If it’s Morning in America today, it’s a Democratic one. The Republicans are now the party of permanent midnight.
I don’t know that I’ve ever heard thousands of Democrats chant “USA! USA!” Certainly not in the 1970s, which is what gave Reagan his opening. This week, though, the Democrats have chanted it over and over.
It’s been a beautifully stage-managed convention. This isn’t my spin, this is an honest reaction to what I’ve watched. It has surprised me consistently every night, from a party that hasn’t usually done this all that well. And the reason it’s been well stage-managed is that it hasn’t been just Democratic elected officials who’ve sung from the hymnal. It’s been Americans. It’s been victims of the 9/11 attacks, mothers of black citizens killed by cops; and it’s also been less usual suspects for Democrats—cops, police chiefs, veterans, military leaders, ministers, and the parents of veterans, especially Khizr Khan, the father of Capt. Humayun S. M. Khan, a Muslim American who sacrificed his life in Iraq for his fellow American soldiers.

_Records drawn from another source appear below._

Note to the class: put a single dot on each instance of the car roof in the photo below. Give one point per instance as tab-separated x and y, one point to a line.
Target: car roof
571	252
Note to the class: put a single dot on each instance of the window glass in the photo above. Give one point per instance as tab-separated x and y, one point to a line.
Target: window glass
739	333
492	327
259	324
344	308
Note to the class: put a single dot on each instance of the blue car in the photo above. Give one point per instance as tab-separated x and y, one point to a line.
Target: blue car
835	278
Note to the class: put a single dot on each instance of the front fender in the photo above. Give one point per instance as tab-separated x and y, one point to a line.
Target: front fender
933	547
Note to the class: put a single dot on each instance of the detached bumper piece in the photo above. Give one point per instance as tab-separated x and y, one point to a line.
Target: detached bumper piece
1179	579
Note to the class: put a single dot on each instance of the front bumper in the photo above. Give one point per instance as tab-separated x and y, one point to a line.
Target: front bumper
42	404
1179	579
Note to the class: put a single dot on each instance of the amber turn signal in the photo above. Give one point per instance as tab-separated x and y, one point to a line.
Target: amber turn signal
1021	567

I’m sure, Mr. Trump, he said, you’ve never actually read the Constitution. “I will gladly lend you my copy,” offered the immigrant from the United Arab Emirates. Wow.
In those ways, the convention worked extremely well. The “regular people” part didn’t just press the predictable buttons—it pushed unpredictable ones, too, and the unpredictable ones are the only ones that add real value. The same can be said, more or less, of the “famous people” part. And here I refer mainly to Mike Bloomberg’s speech. It’s my bet that Bloomberg, lukewarm on him though Democrats may be, delivered the speech that will have the most impact of all of them over the next 15 weeks. His mere presence surely impressed non-Democrats watching. If he follows that speech up with some campaigning or at least one great commercial—he knows all about that; Rudy Giuliani made one for him in 2001 that basically got Bloomberg elected mayor—he can make a meaningful difference in this election.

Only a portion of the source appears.